Israël : les militants du "Madleen" transférés à l’aéroport de Tel-Aviv pour être rapatriés
Le "Madleen" a été arraisonné par Israël lundi matin alors qu’il tentait de rallier la bande de Gaza avec de l’aide humanitaire et 12 militants pro-palestiniens à son bord, dont la Suédoise Greta Thunberg et l’eurodéputée franco-palestinienne Rima Hassan. Escorté par deux navires de la marine israélienne, le bateau est arrivé dans la soirée dans le port d’Ashdod, dans le sud d’Israël.
Le voilier affrété par la Coalition de la flottille pour la liberté, avec à son bord des militants français, allemand, brésilien, turc, suédois, espagnol et néerlandais, était parti d’Italie le 1er juin pour "briser le blocus israélien" de Gaza, en proie à une situation humanitaire désastreuse. Ce blocus humanitaire est "un scandale" et une "honte", a lancé lundi Emmanuel Macron, appelant à nouveau à un "cessez-le-feu", à la "libération des otages" et à la "réouverture des routes humanitaires" sur le territoire palestinien assiégé.
Les infos à retenir
⇒ Les militants du bateau pour Gaza transférés à l’aéroport pour être rapatriés
⇒ Mahmoud Abbas se dit favorable à la démilitarisation du Hamas
⇒ Des enquêteurs de l'ONU accusent Israël d'"extermination"

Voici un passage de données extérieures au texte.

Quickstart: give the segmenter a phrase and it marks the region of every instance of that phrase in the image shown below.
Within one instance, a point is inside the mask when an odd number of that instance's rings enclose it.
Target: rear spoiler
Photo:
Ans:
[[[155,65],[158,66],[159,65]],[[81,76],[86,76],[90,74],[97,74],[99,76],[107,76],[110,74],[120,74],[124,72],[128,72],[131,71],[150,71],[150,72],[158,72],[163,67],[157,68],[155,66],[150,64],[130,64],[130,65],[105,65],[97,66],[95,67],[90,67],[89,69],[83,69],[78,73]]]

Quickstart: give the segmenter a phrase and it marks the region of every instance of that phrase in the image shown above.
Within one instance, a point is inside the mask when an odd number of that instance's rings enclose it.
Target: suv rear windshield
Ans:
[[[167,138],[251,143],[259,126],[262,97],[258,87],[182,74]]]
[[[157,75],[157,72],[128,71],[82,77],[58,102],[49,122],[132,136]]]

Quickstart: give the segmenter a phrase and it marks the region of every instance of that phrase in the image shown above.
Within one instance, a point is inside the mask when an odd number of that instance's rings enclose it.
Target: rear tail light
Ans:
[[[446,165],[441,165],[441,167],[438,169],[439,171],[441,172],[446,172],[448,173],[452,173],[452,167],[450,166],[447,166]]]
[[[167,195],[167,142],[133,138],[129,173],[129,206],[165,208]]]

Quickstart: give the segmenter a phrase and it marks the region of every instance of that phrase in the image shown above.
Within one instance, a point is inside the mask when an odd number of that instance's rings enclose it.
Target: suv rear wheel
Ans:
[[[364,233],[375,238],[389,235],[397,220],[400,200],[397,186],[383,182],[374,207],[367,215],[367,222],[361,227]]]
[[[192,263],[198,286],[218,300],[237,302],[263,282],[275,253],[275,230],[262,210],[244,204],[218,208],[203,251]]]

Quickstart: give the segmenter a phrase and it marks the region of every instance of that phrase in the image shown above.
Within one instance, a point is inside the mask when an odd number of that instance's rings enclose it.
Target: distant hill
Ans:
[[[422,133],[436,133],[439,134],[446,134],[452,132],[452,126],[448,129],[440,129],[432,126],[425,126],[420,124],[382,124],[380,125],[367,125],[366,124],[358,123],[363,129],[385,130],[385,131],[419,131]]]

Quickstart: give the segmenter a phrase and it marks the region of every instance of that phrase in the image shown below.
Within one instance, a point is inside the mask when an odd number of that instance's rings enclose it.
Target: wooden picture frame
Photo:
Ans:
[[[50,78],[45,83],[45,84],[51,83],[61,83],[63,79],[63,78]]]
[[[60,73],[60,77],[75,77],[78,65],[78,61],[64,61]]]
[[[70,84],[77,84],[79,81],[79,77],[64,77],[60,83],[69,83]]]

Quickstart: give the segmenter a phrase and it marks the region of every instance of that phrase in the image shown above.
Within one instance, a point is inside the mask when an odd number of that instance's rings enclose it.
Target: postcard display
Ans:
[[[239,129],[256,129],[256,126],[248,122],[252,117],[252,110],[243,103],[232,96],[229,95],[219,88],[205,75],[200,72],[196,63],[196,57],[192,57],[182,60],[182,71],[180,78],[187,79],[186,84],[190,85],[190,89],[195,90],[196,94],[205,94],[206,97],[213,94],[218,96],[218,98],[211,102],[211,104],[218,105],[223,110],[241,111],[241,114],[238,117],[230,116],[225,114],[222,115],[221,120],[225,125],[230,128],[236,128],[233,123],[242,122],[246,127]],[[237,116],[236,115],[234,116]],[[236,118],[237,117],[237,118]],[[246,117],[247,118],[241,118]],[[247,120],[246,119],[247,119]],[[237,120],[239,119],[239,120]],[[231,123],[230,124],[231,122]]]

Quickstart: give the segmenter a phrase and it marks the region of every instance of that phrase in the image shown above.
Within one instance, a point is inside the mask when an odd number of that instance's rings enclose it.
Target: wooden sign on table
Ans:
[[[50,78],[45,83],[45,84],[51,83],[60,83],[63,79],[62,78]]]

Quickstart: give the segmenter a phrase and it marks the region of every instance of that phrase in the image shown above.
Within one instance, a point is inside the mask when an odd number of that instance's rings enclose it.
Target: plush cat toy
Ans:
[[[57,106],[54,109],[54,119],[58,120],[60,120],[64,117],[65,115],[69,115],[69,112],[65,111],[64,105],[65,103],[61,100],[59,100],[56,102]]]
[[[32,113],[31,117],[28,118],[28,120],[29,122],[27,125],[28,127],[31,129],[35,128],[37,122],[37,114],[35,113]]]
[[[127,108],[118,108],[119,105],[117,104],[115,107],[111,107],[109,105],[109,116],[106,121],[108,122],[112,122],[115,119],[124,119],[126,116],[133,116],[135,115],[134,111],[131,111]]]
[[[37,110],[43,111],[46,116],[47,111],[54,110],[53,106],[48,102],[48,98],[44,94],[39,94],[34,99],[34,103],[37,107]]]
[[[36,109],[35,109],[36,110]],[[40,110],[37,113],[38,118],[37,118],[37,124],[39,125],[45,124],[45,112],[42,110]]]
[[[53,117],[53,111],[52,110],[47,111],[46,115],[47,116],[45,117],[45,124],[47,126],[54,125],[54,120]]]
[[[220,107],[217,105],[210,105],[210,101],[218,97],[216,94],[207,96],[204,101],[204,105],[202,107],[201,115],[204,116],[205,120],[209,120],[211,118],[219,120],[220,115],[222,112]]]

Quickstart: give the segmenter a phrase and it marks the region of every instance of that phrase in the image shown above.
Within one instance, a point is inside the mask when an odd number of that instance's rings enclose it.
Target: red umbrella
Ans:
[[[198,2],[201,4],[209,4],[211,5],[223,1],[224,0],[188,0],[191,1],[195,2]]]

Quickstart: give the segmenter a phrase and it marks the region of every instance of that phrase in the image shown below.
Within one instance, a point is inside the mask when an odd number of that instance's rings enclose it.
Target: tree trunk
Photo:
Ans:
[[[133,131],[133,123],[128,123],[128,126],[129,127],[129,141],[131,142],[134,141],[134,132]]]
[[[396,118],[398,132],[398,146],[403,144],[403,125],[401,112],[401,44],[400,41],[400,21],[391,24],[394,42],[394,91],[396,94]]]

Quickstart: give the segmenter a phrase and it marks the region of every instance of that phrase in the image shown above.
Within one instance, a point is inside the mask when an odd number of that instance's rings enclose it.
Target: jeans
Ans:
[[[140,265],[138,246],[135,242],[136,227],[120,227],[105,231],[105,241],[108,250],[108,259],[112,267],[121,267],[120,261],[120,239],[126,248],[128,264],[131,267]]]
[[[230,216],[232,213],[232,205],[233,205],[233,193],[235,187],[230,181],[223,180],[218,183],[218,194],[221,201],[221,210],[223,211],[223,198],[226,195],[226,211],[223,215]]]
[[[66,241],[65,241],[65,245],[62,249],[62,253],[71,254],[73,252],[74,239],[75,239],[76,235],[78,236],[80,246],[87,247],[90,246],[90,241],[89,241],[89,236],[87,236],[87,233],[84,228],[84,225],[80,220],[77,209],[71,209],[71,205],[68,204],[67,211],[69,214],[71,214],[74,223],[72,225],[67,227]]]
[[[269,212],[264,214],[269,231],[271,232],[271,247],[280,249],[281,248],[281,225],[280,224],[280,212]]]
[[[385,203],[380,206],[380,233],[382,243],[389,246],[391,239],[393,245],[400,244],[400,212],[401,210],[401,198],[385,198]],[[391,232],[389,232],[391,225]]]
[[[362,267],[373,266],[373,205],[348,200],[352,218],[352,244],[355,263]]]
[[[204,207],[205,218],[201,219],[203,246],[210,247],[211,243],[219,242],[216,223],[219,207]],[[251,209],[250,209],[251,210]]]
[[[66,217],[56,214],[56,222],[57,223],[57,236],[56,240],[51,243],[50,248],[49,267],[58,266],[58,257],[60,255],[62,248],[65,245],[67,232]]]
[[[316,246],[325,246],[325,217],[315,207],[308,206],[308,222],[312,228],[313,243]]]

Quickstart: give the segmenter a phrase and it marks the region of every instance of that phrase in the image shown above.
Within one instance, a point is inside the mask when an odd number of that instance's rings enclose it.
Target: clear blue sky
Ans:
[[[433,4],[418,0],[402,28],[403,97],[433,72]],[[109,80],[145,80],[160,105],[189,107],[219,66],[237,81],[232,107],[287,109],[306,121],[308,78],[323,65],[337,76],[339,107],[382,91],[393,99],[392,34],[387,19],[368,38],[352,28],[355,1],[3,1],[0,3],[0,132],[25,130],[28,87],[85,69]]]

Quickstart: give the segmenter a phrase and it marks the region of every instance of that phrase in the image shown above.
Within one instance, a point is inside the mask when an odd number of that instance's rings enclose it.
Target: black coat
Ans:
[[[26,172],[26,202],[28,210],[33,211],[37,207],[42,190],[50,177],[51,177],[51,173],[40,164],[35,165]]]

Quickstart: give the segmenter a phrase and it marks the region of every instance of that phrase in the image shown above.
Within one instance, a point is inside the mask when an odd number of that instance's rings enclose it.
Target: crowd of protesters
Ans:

Israël : les militants du bateau pour Gaza transférés à l’aéroport pour être rapatriés
Les militants pro-palestiniens du voilier Madleen, arraisonné par Israël alors qu’il tentait de rallier la bande de Gaza, ont été transférés à l’aéroport de Tel-Aviv en vue de leur rapatriement, a annoncé ce mardi 10 juin le ministère israélien des Affaires étrangères. "Ceux qui refusent de signer les documents d’expulsion et de quitter Israël seront traduits devant une autorité judiciaire, conformément à la loi israélienne", a indiqué le ministère sur le réseau social X. Quelques heures plus tard, celui-ci a fait savoir que la militante suédoise Greta Thunberg, qui était parmi les 12 militants à bord du bateau, était à bord d'un avion à destination de la France.
La Coalition de la flottille pour la liberté, qui a affrété le bateau, avait auparavant confirmé que ses militants étaient sous la garde des autorités israéliennes et qu’ils "pourraient être autorisés à partir depuis Tel Aviv" dès la nuit de lundi à mardi. "Nous continuons d’exiger la libération immédiate de tous les volontaires", avait écrit l’organisation sur X, affirmant que "leur détention est illégale et constitue une violation du droit international".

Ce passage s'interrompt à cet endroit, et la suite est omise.